Machiavelli was a true Renaissance man. His views were consistent with most of the twentieth century’s famous political leaders. He boasted that, “in hypocrisy, I have long since received baptism, confirmation, and communion. In lying I even possess a doctor’s degree. Life has taught me to temper falsehood with truth and truth with falsehood." 4 His personal attitudes in relation to Biblical ethics, contributed to the changing attitudes of his era about the State. Now, there would be nothing to control the State.

Consequently, “a professor of law, J. H. Merryman, in The Civil Law Tradition (1969) stated that ‘the age of absolute sovereignty began’ when the state claimed that ‘the ultimate law-making power lay in the state.’ There was then no law to control the state, because the state was now the author of all law.” 5

Socialists throughout the twentieth century made their opposition to God’s commandments abundantly clear. Socialism (whether in its totalitarian or democratic forms) is inherently confiscatory, because it demands the forcible confiscation of the wealth of others (through taxation), and its redistribution, supposedly to the poor, but in reality it is the politicians and bureaucrats who mainly benefit.6 Socialism everywhere has a sorry history in its consistent pattern. “Socialism has demonstrated its ability to destroy, but not to create… it is first created by an immoral people who are then confirmed and increased in their immorality by the socialist state.” 7

Socialism ultimately demands the ownership, and the destruction of everything in society. It is premised on Satan’s suggestion in the Garden, the lie of redistribution: “you should have what others have.”  Igor Shafarevich described socialism as  “a war against freedom, property, religion, marriage, man, and life itself.” Its results will be “the withering away of all mankind, and its death.” 8

What to Remember:


  1. The tendency to steal is a part of original sin.
  2. Don’t seek to have what belongs to others, unless you are willing to pay.
  3. Never support government sponsored re-distribution of wealth.
  4. Always vote for less taxation and smaller government.
  5. The way to reverse the curse of socialism, is by Biblical obedience and responsibility.
  6. Take responsibility for yourself, your family, and where it is Biblically appropriate, your community. (Gal.6:10) They need you to do this. 9
  7. Remember that “power flows to those who take responsibility.” (Gary North)

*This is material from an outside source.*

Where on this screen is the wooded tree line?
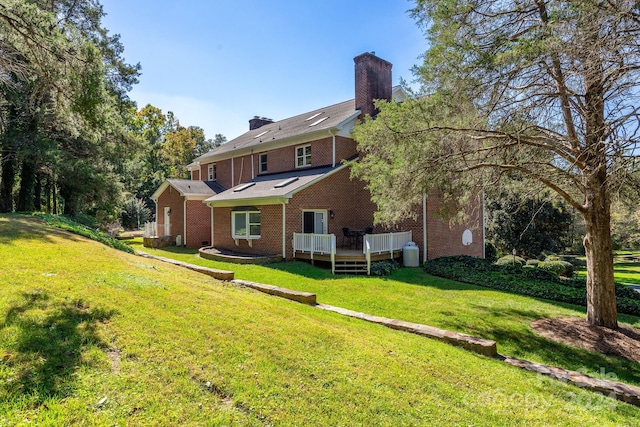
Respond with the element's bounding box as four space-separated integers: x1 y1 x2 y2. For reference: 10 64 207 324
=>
0 0 223 222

1) Rushdoony, R. J., Roots of Reconstruction, 1991, p.893-4.
2) Rushdoony, R. J., Chalcedon Report, April 1967.
3) Augustine, The City of God, circa. 400 AD.
4) Rushdoony, R. J., Roots of Reconstruction, 1991, p.1052.
5) ibid., p.1025.
6) George Orwell was right. He said in Animal Farm, “Somehow it seemed as though the farm had grown richer without making the animals themselves any richer, except of course, for the pigs and the dogs.”
7) Rushdoony, R. J., Salvation and Godly Rule, 1983, p.70.
8) Shafarevich, I., Socialism in our Past and Future, in Solzenitsyn, A., From Under the Rubble, 1974, p.61.
9) See “Health,” and “Welfare” in my book, The Significance of the Godly Family, 2009.